From: Bruce Lilly (blilly@erols.com)
Date: Mon Mar 22 2004 - 00:44:51 CST
Bruce Lilly wrote:
> Charles Lindsey wrote:
>
>>In <40584453.4090206@erols.com> Bruce Lilly <blilly@erols.com> writes:
>
>
>>I was more concerned to know whether that information was essential for
>>threading, which is the main application for the References header.
>
>
> Not essential (and threading itself is not essential; it is a
> UA feature), but if a UA threads, some order of presentation
> is provided. In the case of a followup to multiple articles,
> where does one place the followup? In order to answer that,
> one needs to know exactly *which* articles it is a followup
> to, and References provides no mechanism to identify the
> immediate predecessors (vs. any other ancestors, with the
> exception of the root -- if there is a single root). The
> alternative is to pick an arbitrary predecessor as *the*
> predecessor, or to use some auxiliary information, such
> a timestamp for ordering. In order to pick one of the
> immediate predecessors, or if auxiliary information is used,
> but within subthreads (as opposed to an overall ordering
> within the entire thread), then again it is necessary to be
> able to identify the immediate predecessors. So while
> identification of immediate predecessors cannot be said to
> be essential for purposes of protocol or network operations,
> in practice it is quite important for threading.

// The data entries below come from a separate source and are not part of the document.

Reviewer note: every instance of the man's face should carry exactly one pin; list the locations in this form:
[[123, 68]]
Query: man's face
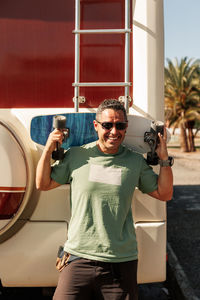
[[110, 139]]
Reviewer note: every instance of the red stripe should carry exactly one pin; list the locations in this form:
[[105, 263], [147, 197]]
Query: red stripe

For more insight into what In-Reply-To adds, consider
http://users.erols.com/blilly/mparse/usefor/ref+irt.png
and
http://users.erols.com/blilly/mparse/usefor/ref-only.png
They are graphs corresponding to predecessors of a message
(indicated by the letter 'z') constructed from a) the
combination of References and In-Reply-To information from
all articles, and b) information from References only
where several messages are followups to multiple messages.

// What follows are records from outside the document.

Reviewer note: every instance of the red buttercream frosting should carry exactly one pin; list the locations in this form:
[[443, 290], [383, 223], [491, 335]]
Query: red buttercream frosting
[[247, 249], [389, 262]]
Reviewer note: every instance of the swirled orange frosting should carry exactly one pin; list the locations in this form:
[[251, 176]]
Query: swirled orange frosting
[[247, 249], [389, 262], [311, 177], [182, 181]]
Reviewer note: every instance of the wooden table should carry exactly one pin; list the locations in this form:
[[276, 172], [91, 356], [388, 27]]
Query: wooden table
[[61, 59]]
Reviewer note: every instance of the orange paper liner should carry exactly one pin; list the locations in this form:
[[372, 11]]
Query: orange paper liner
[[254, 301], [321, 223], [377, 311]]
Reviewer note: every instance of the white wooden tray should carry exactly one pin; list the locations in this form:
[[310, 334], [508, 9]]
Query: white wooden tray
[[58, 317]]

With both References and In-Reply-To, the thread can be
constructed accurately; with only References (and with
the assumption that the last ID in the References field
points to an immediate predecessor) 75% of the messages
do not show up as ancestors of message 'z' even though
they are listed in its References field. [Other
assumptions could be made to link them, but those
assumptions would lead to incorrect graphs.]
That of course presumes that all messages are available so
that each message's References and/or In-Reply-To fields
can be examined and used to build the dependency graph.

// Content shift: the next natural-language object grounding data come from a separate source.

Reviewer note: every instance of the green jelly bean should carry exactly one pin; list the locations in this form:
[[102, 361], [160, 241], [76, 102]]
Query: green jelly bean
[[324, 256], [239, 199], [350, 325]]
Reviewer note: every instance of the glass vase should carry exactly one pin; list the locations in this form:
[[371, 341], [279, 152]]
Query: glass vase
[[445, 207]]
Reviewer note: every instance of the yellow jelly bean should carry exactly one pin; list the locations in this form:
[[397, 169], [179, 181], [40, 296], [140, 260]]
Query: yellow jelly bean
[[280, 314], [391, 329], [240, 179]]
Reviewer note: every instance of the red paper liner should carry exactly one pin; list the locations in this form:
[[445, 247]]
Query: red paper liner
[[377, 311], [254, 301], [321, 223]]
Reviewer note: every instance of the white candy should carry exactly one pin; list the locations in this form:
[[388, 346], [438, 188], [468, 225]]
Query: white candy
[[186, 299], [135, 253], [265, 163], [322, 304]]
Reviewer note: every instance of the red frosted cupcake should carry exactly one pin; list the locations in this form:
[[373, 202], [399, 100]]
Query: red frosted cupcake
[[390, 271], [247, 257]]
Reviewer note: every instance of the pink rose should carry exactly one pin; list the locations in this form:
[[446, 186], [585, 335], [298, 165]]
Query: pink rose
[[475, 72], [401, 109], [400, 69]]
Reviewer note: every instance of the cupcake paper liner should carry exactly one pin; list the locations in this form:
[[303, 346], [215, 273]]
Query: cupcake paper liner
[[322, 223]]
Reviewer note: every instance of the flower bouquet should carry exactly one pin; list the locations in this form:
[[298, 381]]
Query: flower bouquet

In practice, some messages are likely to be unavailable,
and that will lead to missing edges in the directed graph.
It is possible to provide sufficient information in a
simple text-based format that would enable the entire graph
to be constructed from information carried in one message
(indeed, the graphs were constructed from a text-based
description), but not without a new header field design
(to supplement or replace References and/or In-Reply-To).